Animal data suggest that the use of misoprostol may have an adverse general effect on fertility in males and females. Use this drug with caution in male or female patients undergoing medical management for infertility.

Misoprostol is compatible with breast-feeding. Misoprostol passes into milk in small amounts with a relative infant dose of 0.04%. Due to this minimal amount of infant exposure, no infant adverse effects are expected.[70364] [70365] In clinical evaluation, maximum misoprostol acid concentrations were achieved in breast milk within 1 hour after dosing and were 7.6 pg/mL and 20.9 pg/mL after single 200 mg and 600 mg misoprostol doses, respectively. Concentrations of misoprostol acid in expressed breast milk declined to 1 pg/mL at 5 hours post-dose.[45834]

The safety and effectiveness of misoprostol have not been established in children.

Misoprostol can exacerbate intestinal inflammation and cause diarrhea in patients with inflammatory bowel disease (e.g., Crohn's disease or ulcerative colitis). Therefore, the drug should be used cautiously in these patients. Dehydration can occur due to misoprostol-induced diarrhea and patients who are predisposed to dehydration or diarrhea should be monitored carefully while receiving misoprostol.

The half-life of misoprostol is prolonged in patients with renal disease.

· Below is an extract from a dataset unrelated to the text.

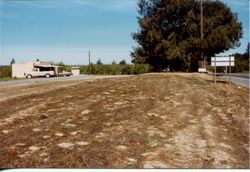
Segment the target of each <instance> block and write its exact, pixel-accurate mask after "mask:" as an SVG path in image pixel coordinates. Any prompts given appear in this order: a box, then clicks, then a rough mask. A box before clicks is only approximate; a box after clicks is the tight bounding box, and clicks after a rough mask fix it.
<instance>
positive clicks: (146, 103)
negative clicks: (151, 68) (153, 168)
mask: <svg viewBox="0 0 250 172" xmlns="http://www.w3.org/2000/svg"><path fill="white" fill-rule="evenodd" d="M248 91H249V90H248V89H245V88H241V87H238V86H235V85H231V86H230V85H228V84H225V83H218V84H216V85H215V84H214V83H213V82H212V77H210V76H208V75H205V74H204V75H202V74H182V73H179V74H178V73H176V74H148V75H141V76H132V77H127V78H113V79H92V80H88V81H86V80H85V81H84V80H82V81H81V80H77V81H65V82H48V83H35V84H28V85H19V86H8V87H0V147H1V149H0V167H1V168H3V167H4V168H9V167H11V168H16V167H71V168H72V167H73V168H74V167H77V168H249V130H248V129H249V119H248V117H249V115H248V109H249V100H248Z"/></svg>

Currently, dosage adjustments in the presence of renal impairment do not appear necessary; however, dosage adjustments may become warranted if the usual dose cannot be tolerated.

Administer misoprostol cautiously to patients with pre-existing cardiac disease; although a causal relationship is unknown, patients receiving misoprostol have experienced cardiovascular adverse reactions (see Adverse Reactions).

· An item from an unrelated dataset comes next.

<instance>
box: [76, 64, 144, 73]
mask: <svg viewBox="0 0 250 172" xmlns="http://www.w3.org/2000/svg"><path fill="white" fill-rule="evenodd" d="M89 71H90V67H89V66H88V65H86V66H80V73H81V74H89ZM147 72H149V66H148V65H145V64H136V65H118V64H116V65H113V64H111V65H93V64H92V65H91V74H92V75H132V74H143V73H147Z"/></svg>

Combination therapy of mifepristone and intravaginal misoprostol, when used for pregnancy termination, has been associated with cases of serious bacterial infection, including, although rare, fatal sepsis and septic shock. As of March 2006, 5 deaths due to serious bacterial infections and sepsis following the use of mifepristone and vaginal misoprostol have been reported in the US. Four of the 5 cases involved off-label dosing consisting of 200 mg of oral mifepristone followed by 800 mcg of intra-vaginally placed misoprostol. In 4 of the 5 cases, Clostridium sordellii has been identified as the causative organism; the circumstances of the additional death is being reviewed by the FDA. The FDA tested lots of both mifepristone and misoprostol tablets and did not find evidence of contamination with Clostridium sordellii. None of these patients presented with a fever; however, they did present with sinus tachycardia, low blood pressure, leukocytosis, and very high red blood cell counts. The patients also had other atypical symptoms including weakness, nausea/vomiting, or diarrhea with or without abdominal pain. No causal relationship has been established between these events and the mifepristone-misoprostol regimen for termination of pregnancy; however, the health care practitioners involved in the patient's evaluation and care should be alert to the possibility of such events. A sustained fever >= 100.4 degrees F, severe abdominal pain, pelvic tenderness, or prolonged heavy bleeding, more than 24 hours after a medical abortion may be an indication of infection and warrant intervention; however, practitioners should also be alert to atypical presentations including leukocytosis, tachycardia, hemoconcentration, syncope, and more general symptoms such as abdominal discomfort or general malaise (including weakness, nausea, vomiting, or diarrhea).